Honoré enumerates the sad lot of today's "managed child": pregnant women serenading their bumps with WombSong to stimulate neural growth. Shanghai's "early M.B.A" program for team building and assertiveness — "early" defined as just out of diapers. It's estimated American children lost 12 hours of free time a week between the late 1970s and 1997. In Britain (and no doubt Canada), the average distance kids are allowed to stray unaccompanied from home decreased almost 90 per cent since the 1970s. Even then, they are umbilically leashed by cellphone. A Canadian Council on Learning survey last year found more than one million Canadian students now have tutors, even though 73 per cent of parents who hire tutors said their kids were already earning A or B level marks.

Over time a kind of Stockholm syndrome sets in, where leaving the parental orbit, even in adulthood, is a frightening prospect. University of Ottawa sociologist Diane Pacom, who has made a career studying youth culture, calls it "codependency." She sees it increasingly in her research, and on campus in the incessant email and cellphone traffic between child and parent. "I don't see the young people complaining about this too much," she says over the phone from Ottawa, although she is disturbed by high levels of student stress. "These parents we're talking about, they don't really see themselves as parents.

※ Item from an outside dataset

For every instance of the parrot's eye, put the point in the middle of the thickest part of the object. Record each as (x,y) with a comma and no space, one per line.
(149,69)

They see themselves as friends."

Virtually since boomers started reproducing (and assumed they invented child-rearing as they assume they invented sex), children, at least those born to the middle classes of the developed world, have been reared on all the essential vitamins, and megadoses of irony. Parents want to raise risk-takers (without exposing them to risk), to give them the freedom (to follow parental dreams), to be spontaneous and imaginative (pencil that in between judo and piano, if the homework is done). "I feel like a project that my parents are always working on," 14-year-old Susan Wong of Vancouver complained to Honoré. "When adults hijack childhood, children miss out on the things that give texture and meaning to a human life," he writes, "the small adventures, the secret journeys, the setbacks and mishaps, the glorious anarchy, the moments of solitude and even of boredom."